The call came as the United States confirmed Thursday that Iran is holding four dual U.S.-Iranian nationals in custody in Tehran’s notorious Evin Prison.

The four include Haleh Esfandiari, director of the Middle East Program at the Washington-based Woodrow Wilson Center for Scholars; Kian Tajbakhsh with George Soros’ Open Society Institute; journalist Parnaz Azima from the U.S.-funded Radio Farda; and Ali Shakeri, a peace activist and founding board member at the University of California, Irvine’s Center for Citizen Peacebuilding.

In a joint statement, London-based Amnesty International, Human Rights Watch in New York, Reporters without Borders from Paris, the International Federation for Human Rights and 2003 Nobel Peace Prize laureate Shirin Ebadi, urged Iran to stop “harassment of dual nationals.”

The detentions were an “attempt by Iran’s security authorities to sow fear into the wider community of journalists, writers, scholars and activists,” said the statement, made available to The Associated Press in Cairo.

The held Iranian-Americans are professionals whose “exchanges with counterparts in other parts of the world underscore both their commitment to enhance mutual respect and recognition of human dignity through dialogue,” the groups said.

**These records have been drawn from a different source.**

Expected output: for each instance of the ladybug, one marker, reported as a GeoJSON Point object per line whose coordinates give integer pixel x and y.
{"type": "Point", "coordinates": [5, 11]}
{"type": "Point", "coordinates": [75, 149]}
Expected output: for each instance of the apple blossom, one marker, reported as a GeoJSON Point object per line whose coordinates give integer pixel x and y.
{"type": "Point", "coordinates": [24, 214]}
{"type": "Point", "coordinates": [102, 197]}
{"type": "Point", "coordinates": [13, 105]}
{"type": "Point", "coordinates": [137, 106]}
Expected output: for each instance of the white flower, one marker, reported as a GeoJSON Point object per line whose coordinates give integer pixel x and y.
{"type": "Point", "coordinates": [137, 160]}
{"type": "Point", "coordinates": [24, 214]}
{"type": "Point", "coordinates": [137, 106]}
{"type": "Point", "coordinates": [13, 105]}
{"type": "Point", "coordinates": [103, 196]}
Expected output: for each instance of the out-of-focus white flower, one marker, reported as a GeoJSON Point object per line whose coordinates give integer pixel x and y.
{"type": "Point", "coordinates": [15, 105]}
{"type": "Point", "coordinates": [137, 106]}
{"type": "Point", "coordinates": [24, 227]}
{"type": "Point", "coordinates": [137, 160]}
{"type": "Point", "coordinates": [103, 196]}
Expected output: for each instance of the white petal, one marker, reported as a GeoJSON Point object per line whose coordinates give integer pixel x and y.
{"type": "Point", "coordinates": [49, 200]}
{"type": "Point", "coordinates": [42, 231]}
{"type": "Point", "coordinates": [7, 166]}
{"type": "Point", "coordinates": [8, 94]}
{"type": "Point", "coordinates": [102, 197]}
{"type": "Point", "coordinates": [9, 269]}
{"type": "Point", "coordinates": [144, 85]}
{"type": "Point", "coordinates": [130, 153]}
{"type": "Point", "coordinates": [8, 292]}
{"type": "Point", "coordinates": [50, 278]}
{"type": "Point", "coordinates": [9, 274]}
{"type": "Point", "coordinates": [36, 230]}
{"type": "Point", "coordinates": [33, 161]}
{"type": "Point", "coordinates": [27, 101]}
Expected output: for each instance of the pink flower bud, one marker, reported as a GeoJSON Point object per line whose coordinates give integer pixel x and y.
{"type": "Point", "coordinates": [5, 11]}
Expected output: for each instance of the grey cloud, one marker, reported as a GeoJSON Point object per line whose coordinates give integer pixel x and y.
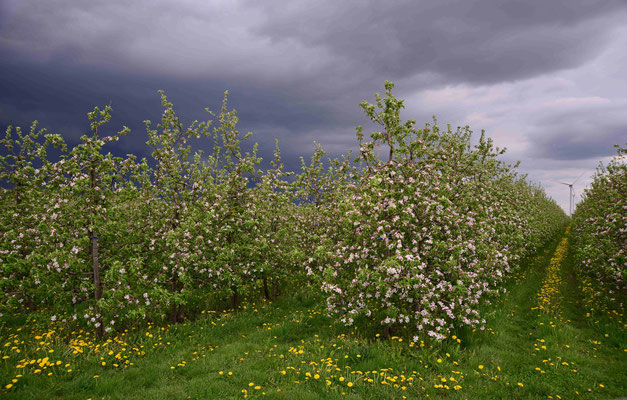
{"type": "Point", "coordinates": [464, 41]}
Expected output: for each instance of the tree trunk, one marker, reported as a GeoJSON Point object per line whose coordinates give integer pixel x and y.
{"type": "Point", "coordinates": [234, 298]}
{"type": "Point", "coordinates": [266, 292]}
{"type": "Point", "coordinates": [94, 255]}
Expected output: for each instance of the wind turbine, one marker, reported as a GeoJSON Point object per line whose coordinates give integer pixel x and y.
{"type": "Point", "coordinates": [572, 193]}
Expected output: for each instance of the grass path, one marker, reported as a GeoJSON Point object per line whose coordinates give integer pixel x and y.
{"type": "Point", "coordinates": [538, 344]}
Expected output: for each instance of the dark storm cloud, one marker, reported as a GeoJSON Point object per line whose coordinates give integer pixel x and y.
{"type": "Point", "coordinates": [462, 41]}
{"type": "Point", "coordinates": [298, 70]}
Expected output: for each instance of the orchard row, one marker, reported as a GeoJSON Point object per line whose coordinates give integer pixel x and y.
{"type": "Point", "coordinates": [417, 237]}
{"type": "Point", "coordinates": [600, 238]}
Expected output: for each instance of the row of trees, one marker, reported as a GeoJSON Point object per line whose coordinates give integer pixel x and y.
{"type": "Point", "coordinates": [600, 233]}
{"type": "Point", "coordinates": [419, 237]}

Esfandiari, Tajbakhsh and Azima have been charged with endangering Iran’s national security and espionage, Iran’s judiciary spokesman said Tuesday. It was not immediately clear if Shakeri — who was supposed to leave Iran and fly to Europe on May 13 but never arrived at his destination — has also been charged.

U.S. State Department spokesman Tom Casey on Thursday confirmed that Shakeri is also in custody at Evin.

All four Iranian-Americans were in Iran visiting family members or engaged in professional work, according to Casey and their relatives and employers.

Casey said there had been no response to requests for access to the prisoners by Swiss diplomats who represent U.S. interests in Iran and repeated denials that any of the four are spies or are employed by the U.S. government.

Esfandiari and her organization have been accused by the Iranian Intelligence Ministry of trying to set up networks of Iranians with the ultimate goal of creating a “soft revolution” in Iran, along the lines of the revolutions that ended communist rule in Eastern Europe. The ministry alleges the Open Society Institute, which seeks to promote democracy, was part of the conspiracy.

Esfandiari’s husband, Shaul Bakhash, the Wilson Center and the Open Society Institute deny the allegations.

U.S. Secretary of State Condoleezza Rice called the treatment of Esfandiari and the other Iranian-Americans “a perversion of the rule of law.”

“These charges are politically motivated and only serve to further isolate Iranian civil society,” the human rights groups said.

Their statement said Tehran has also confiscated the passport of Mehrnoush Solouki, a French-Iranian journalism student from Quebec University, preventing her from leaving Iran, where she was making a documentary.

A fifth American citizen, former FBI agent Robert Levinson, has been missing in Iran since early March, and Washington has cast severe doubt on Iranian claims to have no information about him.

The United States broke diplomatic relations with Iran after the 1979 Islamic Revolution and the hostage crisis at the U.S. Embassy in Tehran. The poor ties since then were exacerbated in recent months by rising tensions over Iran’s nuclear program and U.S. allegations that Tehran is supporting armed groups in Iraq.

Last week, Iran said it has uncovered spy rings organized by the United States and its Western allies.